Repository for the High Performance Computing for Data Science's Project, parallel analysis of NetCDF files.
The code is configured to work with the datasets' folders copied locally in the project folder (under the user home directory). Instead, to use the datasets under the shared folder of the cluster, please change both rows 22 inside the C source files, and replace the following rows:
For CMCC dataset file change row 162:
if (strcmp(filename, "/shares/pta/CMCC-CM2-SR5_historical/pr_day_CMCC-CM2-SR5_historical_r1i1p1f1_gn_20000101-20141231.nc") != 0)
For MPI-ESM dataset file change row 162 and row 164:
if (strcmp(filename, "/shares/pta/MPI-ESM1-2-LR_historical/pr_day_MPI-ESM1-2-LR_historical_r1i1p1f1_gn_18900101-19091231.nc") == 0)
...
else if (strcmp(filename, "/shares/pta/MPI-ESM1-2-LR_historical/pr_day_MPI-ESM1-2-LR_historical_r1i1p1f1_gn_20100101-20141231.nc") == 0)

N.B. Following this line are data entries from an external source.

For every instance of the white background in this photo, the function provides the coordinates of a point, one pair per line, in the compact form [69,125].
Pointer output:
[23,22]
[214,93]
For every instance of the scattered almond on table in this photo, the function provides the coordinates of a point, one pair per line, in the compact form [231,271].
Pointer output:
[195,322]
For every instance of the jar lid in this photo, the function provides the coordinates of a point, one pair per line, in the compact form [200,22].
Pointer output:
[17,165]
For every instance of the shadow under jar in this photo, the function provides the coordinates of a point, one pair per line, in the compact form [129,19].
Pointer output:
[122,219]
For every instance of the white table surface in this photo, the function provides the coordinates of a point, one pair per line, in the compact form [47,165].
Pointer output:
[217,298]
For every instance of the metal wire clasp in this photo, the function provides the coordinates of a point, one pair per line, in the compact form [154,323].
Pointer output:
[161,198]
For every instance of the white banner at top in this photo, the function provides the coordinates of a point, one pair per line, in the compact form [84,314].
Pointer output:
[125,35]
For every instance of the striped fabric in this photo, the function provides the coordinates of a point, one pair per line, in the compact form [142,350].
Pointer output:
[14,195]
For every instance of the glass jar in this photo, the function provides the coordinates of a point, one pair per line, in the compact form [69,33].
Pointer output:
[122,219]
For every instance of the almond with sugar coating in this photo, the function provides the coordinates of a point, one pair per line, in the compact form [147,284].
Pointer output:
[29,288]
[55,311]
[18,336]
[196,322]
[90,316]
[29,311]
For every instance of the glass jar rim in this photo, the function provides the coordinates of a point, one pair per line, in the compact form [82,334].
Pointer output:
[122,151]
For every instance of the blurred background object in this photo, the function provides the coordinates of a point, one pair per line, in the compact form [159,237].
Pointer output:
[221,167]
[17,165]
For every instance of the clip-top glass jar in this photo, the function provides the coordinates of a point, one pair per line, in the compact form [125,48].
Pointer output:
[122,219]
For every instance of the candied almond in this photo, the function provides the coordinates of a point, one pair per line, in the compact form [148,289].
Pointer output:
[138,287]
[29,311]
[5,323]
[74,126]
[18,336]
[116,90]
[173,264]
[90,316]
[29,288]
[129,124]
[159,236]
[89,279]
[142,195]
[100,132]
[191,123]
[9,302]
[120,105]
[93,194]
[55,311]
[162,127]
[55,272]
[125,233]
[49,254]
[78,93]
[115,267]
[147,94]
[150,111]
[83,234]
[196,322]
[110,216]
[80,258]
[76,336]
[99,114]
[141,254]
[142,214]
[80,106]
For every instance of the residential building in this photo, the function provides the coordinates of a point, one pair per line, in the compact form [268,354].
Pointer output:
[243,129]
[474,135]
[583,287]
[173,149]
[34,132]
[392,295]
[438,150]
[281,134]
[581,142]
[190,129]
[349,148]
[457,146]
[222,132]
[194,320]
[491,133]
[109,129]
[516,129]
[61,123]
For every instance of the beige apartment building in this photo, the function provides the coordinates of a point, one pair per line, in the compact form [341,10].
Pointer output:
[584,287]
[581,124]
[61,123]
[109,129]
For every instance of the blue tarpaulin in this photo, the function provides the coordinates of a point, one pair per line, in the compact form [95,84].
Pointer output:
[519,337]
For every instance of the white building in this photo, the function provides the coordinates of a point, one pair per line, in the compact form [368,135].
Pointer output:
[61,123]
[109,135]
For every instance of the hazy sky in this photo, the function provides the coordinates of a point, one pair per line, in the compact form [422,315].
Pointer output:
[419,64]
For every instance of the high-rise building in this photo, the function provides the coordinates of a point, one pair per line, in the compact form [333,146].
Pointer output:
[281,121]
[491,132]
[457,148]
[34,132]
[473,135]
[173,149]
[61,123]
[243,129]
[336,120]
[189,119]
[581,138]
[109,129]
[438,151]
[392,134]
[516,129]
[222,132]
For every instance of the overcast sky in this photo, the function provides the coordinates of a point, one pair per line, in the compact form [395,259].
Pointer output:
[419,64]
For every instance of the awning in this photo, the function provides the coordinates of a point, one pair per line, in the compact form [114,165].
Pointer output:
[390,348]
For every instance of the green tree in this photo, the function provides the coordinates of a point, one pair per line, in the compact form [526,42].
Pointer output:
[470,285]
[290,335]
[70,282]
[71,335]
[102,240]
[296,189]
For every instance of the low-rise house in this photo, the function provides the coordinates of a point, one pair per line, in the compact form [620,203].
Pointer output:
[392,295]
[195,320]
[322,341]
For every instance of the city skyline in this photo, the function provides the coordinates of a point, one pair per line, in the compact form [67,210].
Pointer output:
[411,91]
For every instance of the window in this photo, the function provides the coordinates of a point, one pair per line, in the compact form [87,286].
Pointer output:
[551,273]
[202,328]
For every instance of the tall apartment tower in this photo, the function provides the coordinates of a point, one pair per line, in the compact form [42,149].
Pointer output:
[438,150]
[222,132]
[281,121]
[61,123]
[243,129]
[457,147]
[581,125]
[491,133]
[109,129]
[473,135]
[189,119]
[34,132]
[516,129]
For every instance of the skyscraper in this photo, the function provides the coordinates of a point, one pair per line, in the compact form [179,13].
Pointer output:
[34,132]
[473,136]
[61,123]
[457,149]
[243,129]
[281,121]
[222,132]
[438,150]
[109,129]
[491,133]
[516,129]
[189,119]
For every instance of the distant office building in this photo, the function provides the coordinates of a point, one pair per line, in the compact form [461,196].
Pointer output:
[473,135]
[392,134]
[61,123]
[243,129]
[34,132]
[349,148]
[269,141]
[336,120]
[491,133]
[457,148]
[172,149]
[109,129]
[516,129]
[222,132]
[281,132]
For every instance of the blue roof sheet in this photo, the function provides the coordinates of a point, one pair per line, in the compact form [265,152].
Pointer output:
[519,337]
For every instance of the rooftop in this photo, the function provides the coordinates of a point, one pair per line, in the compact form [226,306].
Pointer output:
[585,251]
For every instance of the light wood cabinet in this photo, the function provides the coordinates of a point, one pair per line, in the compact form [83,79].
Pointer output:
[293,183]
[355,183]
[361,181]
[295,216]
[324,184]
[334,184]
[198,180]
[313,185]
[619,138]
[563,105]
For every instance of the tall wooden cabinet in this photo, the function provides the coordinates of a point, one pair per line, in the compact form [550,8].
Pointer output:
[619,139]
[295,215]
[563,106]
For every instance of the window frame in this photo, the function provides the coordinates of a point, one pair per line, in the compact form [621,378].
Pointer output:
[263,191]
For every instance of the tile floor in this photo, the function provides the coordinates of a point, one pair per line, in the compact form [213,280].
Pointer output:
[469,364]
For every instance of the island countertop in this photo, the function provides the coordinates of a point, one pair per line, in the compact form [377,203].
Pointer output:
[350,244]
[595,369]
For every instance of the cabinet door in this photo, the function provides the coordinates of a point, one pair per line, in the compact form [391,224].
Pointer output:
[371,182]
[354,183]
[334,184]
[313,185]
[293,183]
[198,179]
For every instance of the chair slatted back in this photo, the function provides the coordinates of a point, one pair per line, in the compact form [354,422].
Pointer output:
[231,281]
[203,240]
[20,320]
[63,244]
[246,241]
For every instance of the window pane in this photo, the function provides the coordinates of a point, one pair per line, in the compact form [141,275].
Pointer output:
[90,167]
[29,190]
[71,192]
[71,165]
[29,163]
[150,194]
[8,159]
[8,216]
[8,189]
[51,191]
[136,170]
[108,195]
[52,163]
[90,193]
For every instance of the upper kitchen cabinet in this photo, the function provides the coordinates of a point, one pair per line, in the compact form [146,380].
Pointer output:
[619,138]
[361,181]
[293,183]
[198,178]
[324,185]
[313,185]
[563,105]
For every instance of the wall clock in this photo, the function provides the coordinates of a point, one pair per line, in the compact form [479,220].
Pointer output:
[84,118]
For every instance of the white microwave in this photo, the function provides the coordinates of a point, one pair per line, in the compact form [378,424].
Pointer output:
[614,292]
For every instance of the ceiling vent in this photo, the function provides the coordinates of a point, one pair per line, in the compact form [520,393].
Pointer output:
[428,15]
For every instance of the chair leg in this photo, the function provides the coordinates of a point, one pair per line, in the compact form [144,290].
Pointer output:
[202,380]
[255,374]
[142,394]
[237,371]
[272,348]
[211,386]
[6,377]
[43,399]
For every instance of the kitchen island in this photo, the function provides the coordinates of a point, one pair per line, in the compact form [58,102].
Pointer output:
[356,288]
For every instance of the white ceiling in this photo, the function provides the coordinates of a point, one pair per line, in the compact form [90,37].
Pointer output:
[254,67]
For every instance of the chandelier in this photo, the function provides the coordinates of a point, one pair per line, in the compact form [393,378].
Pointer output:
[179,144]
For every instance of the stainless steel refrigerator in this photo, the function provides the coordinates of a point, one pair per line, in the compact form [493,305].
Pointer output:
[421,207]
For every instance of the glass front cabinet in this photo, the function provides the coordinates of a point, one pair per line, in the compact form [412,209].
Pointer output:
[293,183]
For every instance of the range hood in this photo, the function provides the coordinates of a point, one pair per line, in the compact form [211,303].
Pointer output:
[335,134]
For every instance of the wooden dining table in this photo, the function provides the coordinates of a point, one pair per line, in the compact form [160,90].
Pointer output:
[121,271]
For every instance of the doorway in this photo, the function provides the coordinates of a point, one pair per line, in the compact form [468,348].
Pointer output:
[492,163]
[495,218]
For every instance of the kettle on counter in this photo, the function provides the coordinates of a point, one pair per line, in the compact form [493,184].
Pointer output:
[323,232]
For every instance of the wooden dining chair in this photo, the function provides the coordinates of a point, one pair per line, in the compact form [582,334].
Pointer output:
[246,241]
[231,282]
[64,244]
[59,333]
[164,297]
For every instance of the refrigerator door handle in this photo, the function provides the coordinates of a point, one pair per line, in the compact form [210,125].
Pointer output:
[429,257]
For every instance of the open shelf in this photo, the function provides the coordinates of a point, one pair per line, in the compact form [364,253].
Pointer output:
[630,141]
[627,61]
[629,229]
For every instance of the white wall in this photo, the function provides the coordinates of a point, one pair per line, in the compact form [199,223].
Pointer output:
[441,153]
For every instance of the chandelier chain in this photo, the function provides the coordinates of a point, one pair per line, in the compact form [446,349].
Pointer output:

It is necessary to load the following modules to let the code work properly:
module load gcc91
module load mpich-3.2.1--gcc-9.1.0
module load netcdf-4.7.0--gcc-9.1.0
module load hdf5-1.10.5--gcc-9.1.0
To compile the C source files, use the following commands:
For CMCC dataset:
mpicc -g -Wall -o cmcc-parallel cmcc-parallel.c -I/apps/netCDF4.7.0/include -L/apps/netCDF4.7.0/lib -lnetcdf -lm -ldl -lz -lcurl -std=gnu99 -fopenmp
For MPI-ESM dataset:
mpicc -fopenmp -g -Wall -o mpi-esm-parallel mpi-esm-parallel.c -I/apps/netCDF4.7.0/include -L/apps/netCDF4.7.0/lib -lnetcdf -lm -ldl -lz -lcurl -std=gnu99
Submit the jobs to the cluster queue using the two .sh
files
qsub cmcc-parallel.sh
qsub mpi-esm-parallel.sh
The shell output files will contain the execution and elaboration times. Instead, the files cmcc-med-final.nc
and esm-med-final.nc
, should be copied locally on your PC and analyzed with Panoply or similar.